Emerging from a meeting with his Secretary of State Rex Tillerson and U.S. Ambassador to the United Nations Nikki Haley on Friday at his New Jersey golf club, Trump told reporters that military options against Venezuela were on the table.

Despite U.S. staunch opposition to Venezuela’s election for a National Constituent Assembly, it was the first time the idea of possible U.S. invasion of the Latin American country, currently reeling from domestic chaos, had ever emerged.

Like his other off-the-cuff remarks, usually tinged with inaccuracy, exaggeration and spontaneity, it is hard to fathom out the seriousness of Trump’s military warning this time.

Is it an empty menace in a bid to put outside pressure on Venezuelan President Nicolas Maduro? Or is it simply another display of the reality-TV-star-turned-president’s love of twists and turns?

“We have many options for Venezuela and by the way, I’m not going to rule out a military option,” said the former reality television star on “The Apprentice.”

Trump also added that, “we’re all over the world and we have troops all over the world in places that are very, very far away. Venezuela is not very far away and the people are suffering and dying.”

Trump’s seemingly amateurish rationale behind his military warning is jaw-dropping: since the United States is playing the role of the world police far away, why not send troops to the nearby Venezuela?

So far, multiple signs have indicated that this was another episode of Trump making bombastic comments on a major foreign policy on a whim.

Just days before Trump’s military warning to Venezuela, his national security advisor H.R. McMaster rejected the idea of a military intervention from any outside source in an interview with MSNBC.

Also on Monday, despite Trump’s claim of military options for Venezuela, a Pentagon spokesman confirmed to reporters that the U.S. military hadn’t been asked to provide any military options.

Less than seven months into Trump’s presidency, we’ve already found ourselves seated on the front row, witnessing his show of spontaneity and starting to feel the consequence of his taste for gut-driven unpredictability.

His “fire and fury” response to the DPRK last week was another chilling example of Trumpian spontaneity.

Just days after the international community worked together to jointly condemn the DPRK’s pursuit of the nuke and impose new sanctions, Trump vented his spleen in a move that surprised even his top aides, exclaiming that the DPRK “best not make any more threats to the United States. They will be met with fire and fury like the world has never seen.”

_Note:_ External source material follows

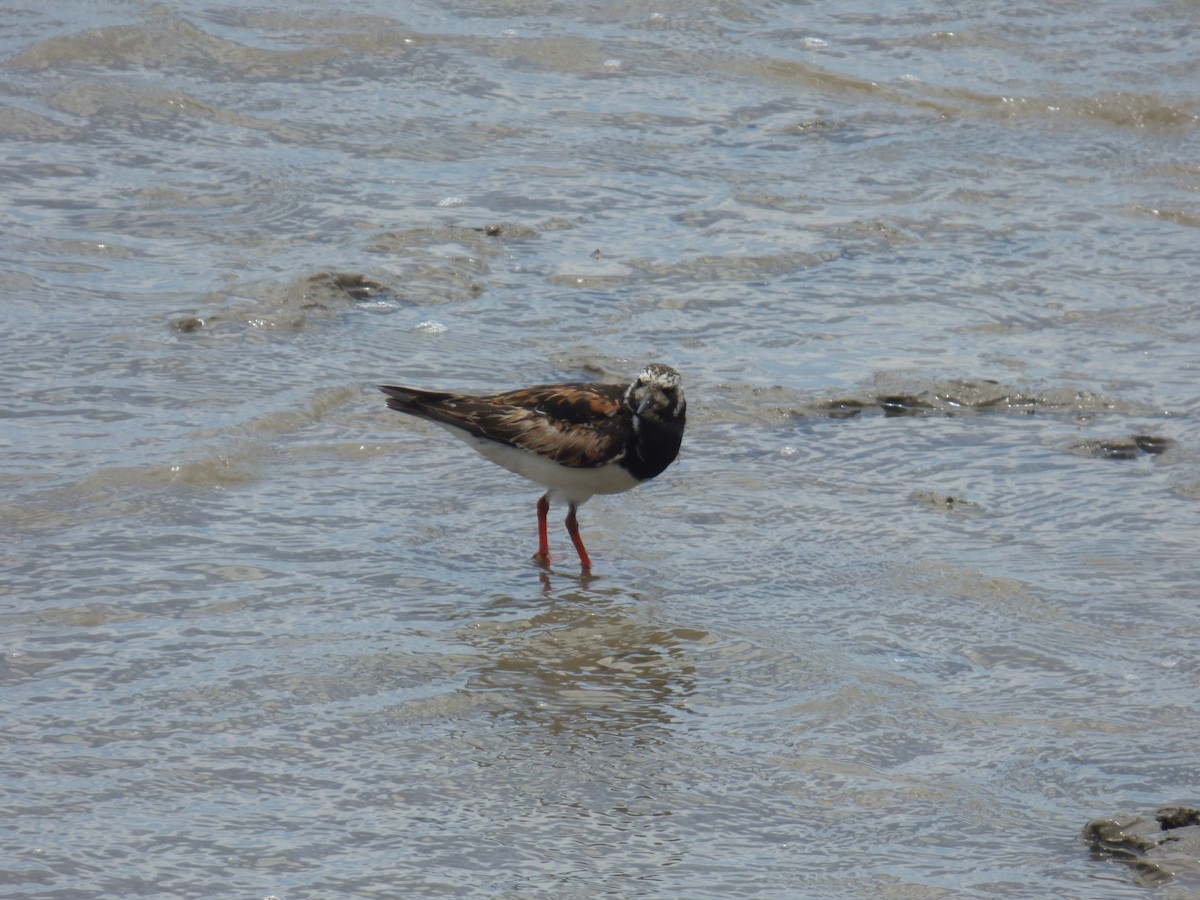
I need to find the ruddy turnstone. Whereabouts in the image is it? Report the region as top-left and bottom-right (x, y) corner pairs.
(379, 362), (688, 571)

With his rant of “fire and fury” reminding the world of the language used by former U.S. President Harry Truman in 1945 after the United States dropped a nuclear bomb on Hiroshima, the DPRK military soon responded that its plan to strike the American territory of Guam with intermediate missiles will be ready by mid-August and its implementation will depend on a decision by DPRK top leader Kim Jong Un.

As the situation immediately escalated, U.S. Defense Secretary Jim Mattis was left few choice without contradicting the commander-in-chief except to issue stern military warning to the DPRK as deterrence despite the fact that he warned against military action on the Korean Peninsula on several occasions before.

Days before Trump officially took office in January, former CIA Director John Brennan warned him against spontaneity in an interview with FOX News.

“Therefore when he speaks or when he reacts, just make sure he understands that the implications and impact on the United States could be profound,” said Brennan.

We all now know what chaos a U.S. president given to spontaneity and free-talking could cause. The question is, does Trump himself know?


After spending one year in Palestine covering the Israeli-Palestinian conflict between 2013 and 2014, Jiafei Lu moved to Washington, D.C. in 2015 and started covering the U.S. presidential election till the very end of Donald Trump's upset victory early November, 2016. Since then, he has been working as a diplomatic correspondent for Xinhua.